Getting Started

Getting Started

Get up and running with Slate in minutes.

This guide will walk you through setting up Slate and connecting your first agent.

Step 1: Sign Up

  1. Navigate to the Slate Console.
  2. Create an account using your email or social login.

Step 2: Create Your Instance

Once logged in to the dashboard:

  1. Click the "Create New Instance" button.
  2. Choose a name for your instance (e.g., my-agent-memory).
  3. Select your preferred region.
  4. Click "Launch".

Your instance will be ready in a few seconds.

Step 3: Get Credentials

After your instance is created, you will see a connection card.

  1. Locate the Connect section on your instance dashboard.
  2. You will see the following details:
    • Address: e.g., grpc.your-instance-id.slate.tryrice.com:80
    • Auth Token: Hidden - click to reveal
Important: Keep your auth token secure. Do not commit it to public repositories.

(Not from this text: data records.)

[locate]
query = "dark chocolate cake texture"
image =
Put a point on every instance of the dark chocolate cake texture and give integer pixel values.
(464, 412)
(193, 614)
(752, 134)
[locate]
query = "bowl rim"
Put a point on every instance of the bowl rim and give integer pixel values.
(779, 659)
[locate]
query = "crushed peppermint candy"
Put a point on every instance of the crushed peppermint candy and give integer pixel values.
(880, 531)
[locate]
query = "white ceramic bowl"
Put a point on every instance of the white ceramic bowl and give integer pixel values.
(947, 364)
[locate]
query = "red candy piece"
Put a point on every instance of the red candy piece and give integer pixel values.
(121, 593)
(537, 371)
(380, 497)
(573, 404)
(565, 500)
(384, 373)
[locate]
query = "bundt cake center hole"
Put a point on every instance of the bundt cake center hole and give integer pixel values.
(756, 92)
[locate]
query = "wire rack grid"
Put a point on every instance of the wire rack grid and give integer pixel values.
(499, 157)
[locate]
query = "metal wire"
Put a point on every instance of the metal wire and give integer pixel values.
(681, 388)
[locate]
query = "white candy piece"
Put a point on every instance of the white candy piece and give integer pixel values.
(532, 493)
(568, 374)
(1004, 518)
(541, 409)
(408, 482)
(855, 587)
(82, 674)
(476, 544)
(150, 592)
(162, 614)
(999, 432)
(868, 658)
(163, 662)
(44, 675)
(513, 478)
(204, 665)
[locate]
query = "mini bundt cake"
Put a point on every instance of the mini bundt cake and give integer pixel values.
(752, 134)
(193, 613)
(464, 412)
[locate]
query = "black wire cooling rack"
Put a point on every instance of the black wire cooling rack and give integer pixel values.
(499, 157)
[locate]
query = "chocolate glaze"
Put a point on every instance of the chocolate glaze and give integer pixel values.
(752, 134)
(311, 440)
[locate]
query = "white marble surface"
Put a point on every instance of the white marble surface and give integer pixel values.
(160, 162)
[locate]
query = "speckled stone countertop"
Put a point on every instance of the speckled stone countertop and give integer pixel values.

Step 4: Install the Client

Slate provides SDKs for Node.js/TypeScript and Python.

Node.js / TypeScript

npm install git+https://github.com/rice-ai-hq/slate.git#subdirectory=clients/node

Python

pip install git+https://github.com/rice-ai-hq/slate.git#subdirectory=clients/python

Slate on GitHub

View full source code and examples.

Step 5: Connect and Verify

Node.js

import { CortexClient } from "slate-client";

const client = new CortexClient(
  "grpc.your-instance-id.slate.tryrice.com:80",
  "your-secret-token",
  "my-session"  // Optional run_id for session isolation
);

// Test connection with a simple focus operation
await client.focus("Hello, Slate!");
const items = await client.drift();
console.log("Connected! Items in Working Memory:", items.length);

Python

from slate_client import CortexClient

client = CortexClient(
    address="grpc.your-instance-id.slate.tryrice.com:80",
    token="your-secret-token",
    run_id="my-session"  # Optional run_id for session isolation
)

# Test connection with a simple focus operation
client.focus("Hello, Slate!")
items = client.drift()
print(f"Connected! Items in Working Memory: {len(items.items)}")

Next Steps

Now that you are connected, you are ready to build!


Your First Agent

Let's build a simple note-taking assistant that remembers what you tell it and learns from interactions. This example shows all four memory types in action.

The Goal

Build an agent that can:

  1. Remember notes you give it (Working Memory)
  2. Learn from past interactions (Episodic Memory)
  3. Store reference facts (Semantic Memory)

Complete Example

import { CortexClient } from "slate-client";

const client = new CortexClient(
  "grpc.your-instance-id.slate.tryrice.com:80",
  "your-token",
  "travel-agent"  // run_id for session isolation
);

// 1. WORKING MEMORY: Store current session context
await client.focus("User is planning a trip to Japan");
await client.focus("Budget is around $3000");
await client.focus("Interested in temples and food");

// Retrieve current context (sorted by relevance)
const context = await client.drift();
console.log("Current context:", context);

// 2. EPISODIC MEMORY: Learn from interactions
// Record a successful interaction
await client.commit(
  "What should I pack for Japan in spring?",  // Input
  "Suggested layers, umbrella, comfortable walking shoes",  // Outcome
  {
    action: "travel_advice",
    reasoning: "Spring weather is variable, lots of walking expected"
  }
);

// Later, recall similar past interactions
const pastAdvice = await client.reminisce("packing for Asia trip", 3);
console.log("Similar past advice:", pastAdvice);

// 3. Use past experience to improve responses
// The agent now knows what worked before

What Just Happened?

  1. Working Memory held the current conversation context. When you called drift(), it returned items sorted by relevance.
  2. Episodic Memory recorded a complete interaction trace. When you called reminisce(), it found similar past experiences using semantic search.
  3. Your agent can now use past experiences to make better decisions.

The Agent Loop

Every cognitive agent follows this pattern:

User Input
    ↓
Recall past experiences (reminisce)
    ↓
Get current context (drift)
    ↓
Make decision (your LLM)
    ↓
Take action
    ↓
Learn from result (commit)
    ↓
Update context (focus)

That's it. This simple loop is the foundation of every learning agent you'll build with Rice.